Saturday, January 23, 2016

Review: 'The Big Short' - Telling Like it Was


The Big Short

Starring: Christian Bale, Steve Carell, Ryan Gosling, Finn Wittrock, John Magaro
Directed by: Adam McKay
Written by: Adam McKay and Charles Randolph

130 minutes   Rated M

I studied economics for a while at school and have a basic grasp on the topic given the change in direction and terminology over the couple of decades since I tried to comprehend it all. I even have a sense of what caused the Global Financial Crisis and the concept of subprime, short selling and hedge fund traders.  After two and a bit hours watching ‘The Big Short’ I am now aware that my retention of the fundamentals and my competency in the complexities are far too removed from each other and possibly dramatically lacking in both arenas for me to grasp a movie that encompasses such themes. 
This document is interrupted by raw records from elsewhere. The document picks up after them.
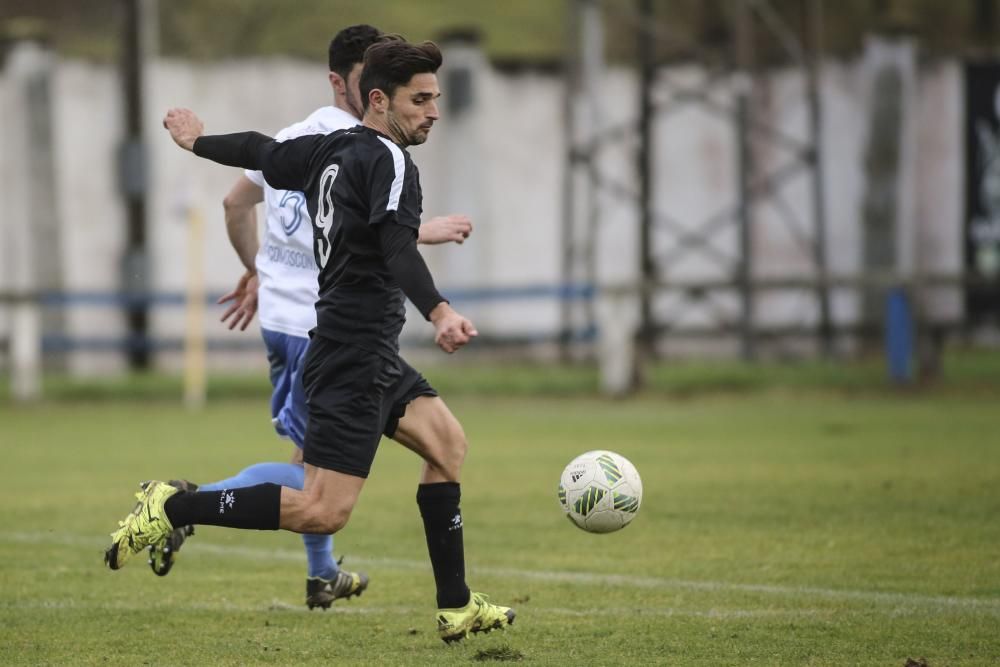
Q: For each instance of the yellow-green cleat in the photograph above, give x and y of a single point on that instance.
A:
(163, 554)
(323, 592)
(477, 616)
(146, 524)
This is a very good film that tries to skirt around the complexities by presenting much of it in a humorous vein sprinkled with witty asides, sarcastic observations and frankly ludicrous scenarios (or is that scenaria?). I understand that while the bankers and 'experts' either ignored or were too caught up in formulaic thinking to see that home loans were becoming delinquent in huge numbers and would soon default, a number of other observers were smelling an opportunity to make a lot of easy money from it happening. That I got. The mechanics of it all...subtitles or an explanatory guide please.

Ryan Gosling's character tells us early in the film that normal people aren't really meant to fully understand the financial world - thank the Lord I'm normal for once! The beauty of this film is in using this as a pivot point, showing us how the incomprehensible language, jargon and tricks (they'd probably call them strategies and programs) and adding complexity upon complexity to what is probably a simple equation (the curse of our age - making the simple complex)you confuse the masses - your target - and you have control to do what you will. In this case, as all too many were to discover, that's exactly what happened. 
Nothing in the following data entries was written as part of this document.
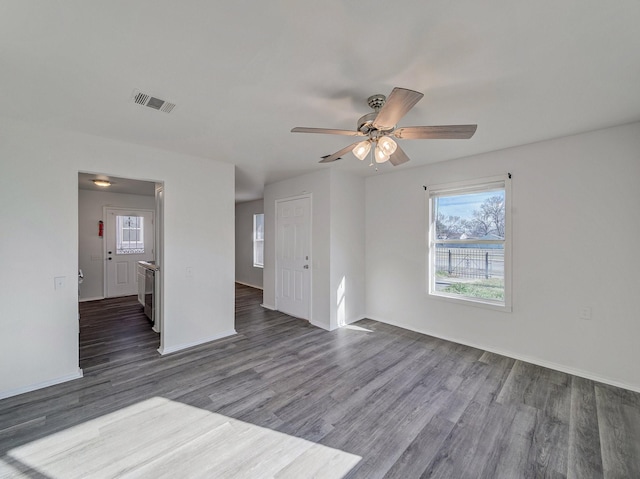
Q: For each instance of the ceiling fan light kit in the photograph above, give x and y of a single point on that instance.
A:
(380, 125)
(362, 149)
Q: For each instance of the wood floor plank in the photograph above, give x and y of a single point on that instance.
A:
(584, 458)
(619, 426)
(285, 399)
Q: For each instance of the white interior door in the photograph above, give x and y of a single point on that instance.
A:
(129, 238)
(293, 262)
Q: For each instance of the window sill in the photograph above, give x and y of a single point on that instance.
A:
(478, 303)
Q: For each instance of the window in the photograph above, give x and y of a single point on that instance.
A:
(258, 241)
(129, 235)
(469, 242)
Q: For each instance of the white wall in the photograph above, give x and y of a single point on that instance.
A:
(39, 241)
(90, 245)
(347, 249)
(576, 205)
(337, 232)
(246, 273)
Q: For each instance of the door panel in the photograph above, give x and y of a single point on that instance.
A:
(293, 249)
(121, 277)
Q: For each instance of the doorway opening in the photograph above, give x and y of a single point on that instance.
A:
(120, 230)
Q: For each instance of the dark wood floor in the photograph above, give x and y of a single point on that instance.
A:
(285, 399)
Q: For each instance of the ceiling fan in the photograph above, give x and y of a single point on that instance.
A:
(379, 126)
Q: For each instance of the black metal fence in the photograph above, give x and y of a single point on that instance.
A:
(474, 263)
A well written movie based on Michael Lewis' best seller, giving the excellent ensemble of actors and characters myriad chances to strut their acting chops and none fail. The characters never actually interact for the most part and yet they slot in to form the collective beautifully. And for me not one character had an ounce of integrity about them in the end (Steve Carell's character gave us hope for a while but in the end we knew he was pissing in our pockets; Brad Pitt also nearly had us but he turned out to be a vain, paranoid creep as well). we find out just enough about each figure to want to see them in action but never enough to get to 'know' them (or need to wash in disinfectant to get their vileness off later).
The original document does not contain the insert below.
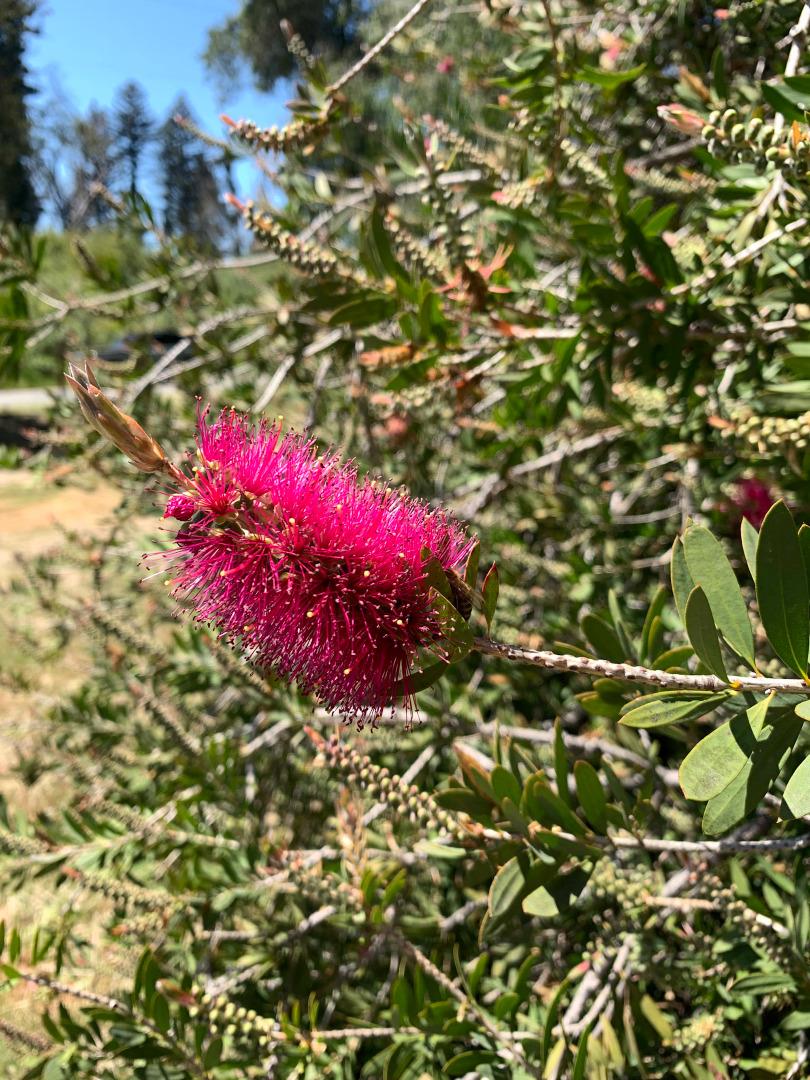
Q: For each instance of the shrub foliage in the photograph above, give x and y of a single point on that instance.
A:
(571, 311)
I very much enjoyed the awkward and socially inept brilliance of Dr Michael Burry (Christian Bale), the man on the edge of 'going postal' Mark Baum (Steve Carell making his part almost the anchor for the whole story), the almost repulsive ego driven Jared Vennett (Ryan Gosling - never wear black hair again) and, for me the stand out performances of the new boys on the block Jamie Shipley and Charlie Geller (Finn Witrock and John Magaro respectively). Brad Pitt turns in a nice cameo as the former insider turned outsider who can't quite miss the fuel for his conspiracy theories and paranoia (or is it?) and helps  the two young guns uncover what's going on - this is a very believable and natural small role. But apart from an entertaining cameo from Margot Robbie and a nice turn from Marissa Tomei as Carell's wife there are almost no women...surely there were some crook females involved?

Director Adam McKay, who also co-wrote the script with Charles Randolph, gives us a film that could have been dry and uninteresting but it delights and entertains at nearly every turn. Some of this comes from the aforementioned humour but also by the deftly placed turns to camera/breaking the fourth wall moments. McKay entrusts us to make what we will of what is presented to us, there is no absolutely no judgement in this movie, facts are presented as simply what happened and what we make of that is our call. Maybe that's why the final moments, the end stats and information brought me to tears - of rage I'm sure. Surely this is McKay's gift to us...if this enrages you, if this makes you even a little pissed off, if this strikes you as simply wrong, perhaps you'll open your eyes and make sure it doesn't happen or can't happen again or at least to you.

Frankly I wouldn't mind if a few more of the people involved (well actually a helluva lot more, maybe even the majority) ended up in jail or made to pay back in some way. I'd be even happier if some of the worst offending companies weren't now back to making huge profits, paying big bonuses and enjoying the favour of leading politicians and signing contracts for government projects.

And while we're at it, I'd like to see more films of the quality and creativity of this one.